# Step 1: "Select" (Selecting & Uploading your datasets)

Now that you are ready to import your two compatible datasets in MILO-ML, the next several sections will take you step by step through MILO-ML’s simple 4 step approach which ultimately will give rise to your ML model(s).

As noted earlier, first comes the "Select" step which allows you to easily upload your 2 required datasets followed by you picking your binary target of interest (e.g., "Cancer" as shown in the sample dataset provided). Hence, in this first step of the 4-step process, you select and upload the 2 required datasets ("Training-Cancer.csv" and "Generalization-Test-set-Cancer.csv"), similar to what is being shown below within MILO-ML’s "1-Select" page. If this is your first-time using MILO-ML, please use these datasets as you follow along the remainder of this guide. Note: the files listed in the image may have a different label as the files you are uploading but the concept is the same.

Selecting Data Selecting Data Selecting Data Selecting Data

After selecting your two csv datasets, you will then need to select your target column name (e.g., "Cancer" if using the sample datasets provided) which needs to be a binary target (i.e., 0s representing your negative cases and 1s for your positive cases). For more details on this subject, please see the "Defining the model target" section above.

Selecting Data Selecting Data Selecting Data Selecting Data

# Select previously uploaded dataset

The previous section was focused on how to upload your "new" datasets (not previously uploaded in MILO-ML) within the platform. This section specifically deals with previously uploaded datasets within MILO-ML. If you have previously uploaded a dataset, you do not need to upload it again for additional searches. You may select these prior uploaded datasets by clicking the "Previously Uploaded Datasets" button on the MILO-ML homepage as shown in the image below.

Previous Dataset

After clicking the "Previously Uploaded Datasets" button (located under the "Next" button), you will be presented with a window to select the prior dataset of your choosing (see image below).

Previous Dataset

Now that you have uploaded the two required datasets within MILO-ML and have selected the appropriate binary target (e.g. Cancer, etc.), you are now ready to click the "Next" button and move to the "2-Explore" page which allows you to get a better sense of what has been ingested into MILO-ML before any of the ML steps have been initiated.
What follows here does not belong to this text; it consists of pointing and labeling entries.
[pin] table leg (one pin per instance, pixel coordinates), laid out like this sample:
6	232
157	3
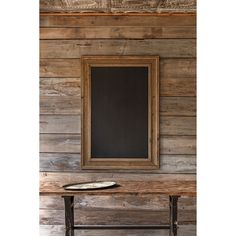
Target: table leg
69	215
173	215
# Evaluation of data completeness

Feature Engineering

When exporting data in bulk, often times you will find gaps for some rows in various columns and those values may be represented in various ways. Gaps can be blank, NaN, Null, or other representations. Notably, MILO-ML will remove such rows which do not contain 100% of the column’s numerical data. The number of rows removed versus used will be visible after uploading the dataset and discussed in a later chapter. Obviously, for datasets with increased number of missing data, MILO-ML’s removal of the rows with missing data could sometimes markedly limit the final number of usable data within MILO-ML. This can sometimes alter the results in light of the much smaller dataset created and used within MILO-ML. To minimize the number of rows (i.e., cases) removed by MILO-ML’s automated approach, we recommend the user to first self-evaluate the datasets to minimize the removal of such rows/cases. This can sometimes be easily achieved by removing certain columns (instead of rows) that appear to be missing a great deal of the data. Hence, removal of such columns (when deemed appropriate by the user) can markedly minimize the removal of rows/cases by MILO-ML and allow for a greater number of cases to be evaluated by MILO-ML’s automated platform with minimal impact on the final dataset size.

WARNING

Some datasets may have other invalid values such as numerical representations (e.g. -1 instead of 1, when the user did not intend to use a negative value, etc.) and these cases will not be removed by MILO-ML and must be handled prior to upload.